Né à Asnières, Barbusse publie des poèmes et des nouvelles influencés par le symbolisme, puis écrit trois romans d’inspiration morale et politique (les Suppliants, 1903 ; l'Enfer, 1908 ; Nous autres, 1914), qui sont le reflet de ses convictions humanistes et marquent, sur le plan esthétique, une évolution vers le naturalisme. Engagé volontaire au début de la Première Guerre mondiale, en dépit de convictions pacifistes, il fait paraître en 1916 le Feu, qui, non sans provoquer de scandale, lui vaut immédiatement une réputation internationale et le prix Goncourt. Cet ouvrage, comme le suggère son sous-titre, Journal d'une escouade, est le compte rendu quotidien et détaillé de la vie des tranchées et des atrocités des combats, « ces choses épouvantables faites par trente millions d’hommes qui ne les veulent pas ». C’est en même temps un hommage aux souffrances et à la fraternité de ces combattants de base, méprisés, que sont les poilus. Après le conflit, il se consacre à la défense de tous les opprimés (y compris les animaux) en fondant avec Romain Rolland le groupe et la revue Clarté.

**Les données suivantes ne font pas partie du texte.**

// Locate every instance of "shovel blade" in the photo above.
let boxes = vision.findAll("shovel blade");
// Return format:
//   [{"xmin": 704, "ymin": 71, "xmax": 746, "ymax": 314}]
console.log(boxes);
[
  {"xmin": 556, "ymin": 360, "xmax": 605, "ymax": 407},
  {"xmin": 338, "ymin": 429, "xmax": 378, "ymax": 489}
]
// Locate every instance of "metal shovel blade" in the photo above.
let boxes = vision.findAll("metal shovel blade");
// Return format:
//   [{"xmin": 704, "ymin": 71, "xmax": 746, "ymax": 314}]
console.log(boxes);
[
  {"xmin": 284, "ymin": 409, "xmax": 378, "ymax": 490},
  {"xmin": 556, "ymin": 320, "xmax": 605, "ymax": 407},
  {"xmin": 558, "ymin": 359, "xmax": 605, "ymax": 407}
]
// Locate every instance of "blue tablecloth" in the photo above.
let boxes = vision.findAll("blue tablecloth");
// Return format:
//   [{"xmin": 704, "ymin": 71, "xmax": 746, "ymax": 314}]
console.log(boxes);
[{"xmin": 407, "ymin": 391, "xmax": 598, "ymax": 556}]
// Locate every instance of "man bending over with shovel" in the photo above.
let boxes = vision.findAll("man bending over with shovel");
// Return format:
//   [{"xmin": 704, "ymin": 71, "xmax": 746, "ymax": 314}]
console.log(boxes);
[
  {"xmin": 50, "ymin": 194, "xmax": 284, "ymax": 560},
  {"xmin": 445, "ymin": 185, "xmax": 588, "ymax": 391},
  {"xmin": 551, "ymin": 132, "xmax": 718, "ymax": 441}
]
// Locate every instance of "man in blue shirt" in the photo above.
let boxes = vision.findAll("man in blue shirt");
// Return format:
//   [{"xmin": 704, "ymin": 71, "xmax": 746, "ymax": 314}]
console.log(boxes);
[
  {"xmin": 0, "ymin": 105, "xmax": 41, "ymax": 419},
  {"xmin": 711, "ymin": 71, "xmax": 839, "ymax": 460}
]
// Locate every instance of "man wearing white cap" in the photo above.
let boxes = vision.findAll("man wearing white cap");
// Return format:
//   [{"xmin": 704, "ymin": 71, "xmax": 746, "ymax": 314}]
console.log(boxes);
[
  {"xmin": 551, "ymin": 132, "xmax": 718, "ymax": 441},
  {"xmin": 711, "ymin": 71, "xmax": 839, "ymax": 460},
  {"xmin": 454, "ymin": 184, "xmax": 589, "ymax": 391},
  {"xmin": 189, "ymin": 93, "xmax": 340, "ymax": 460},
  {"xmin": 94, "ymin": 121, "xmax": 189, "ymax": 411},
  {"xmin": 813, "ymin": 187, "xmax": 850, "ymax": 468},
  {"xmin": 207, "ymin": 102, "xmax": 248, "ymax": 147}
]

Son engagement se traduit aussi par son adhésion au Parti communiste, en 1923, conclusion logique d’une analyse qui fait du capitalisme le principal responsable du premier conflit mondial. Cette adhésion, indéfectible (et qui le conduira en Union soviétique, où il décède en 1935), se retrouve dans tous ses romans (Clarté, 1919 ; les Enchaînements, 1925 ; les Bourreaux, 1926) et essais ultérieurs (Russie, 1930 ; Staline, 1935).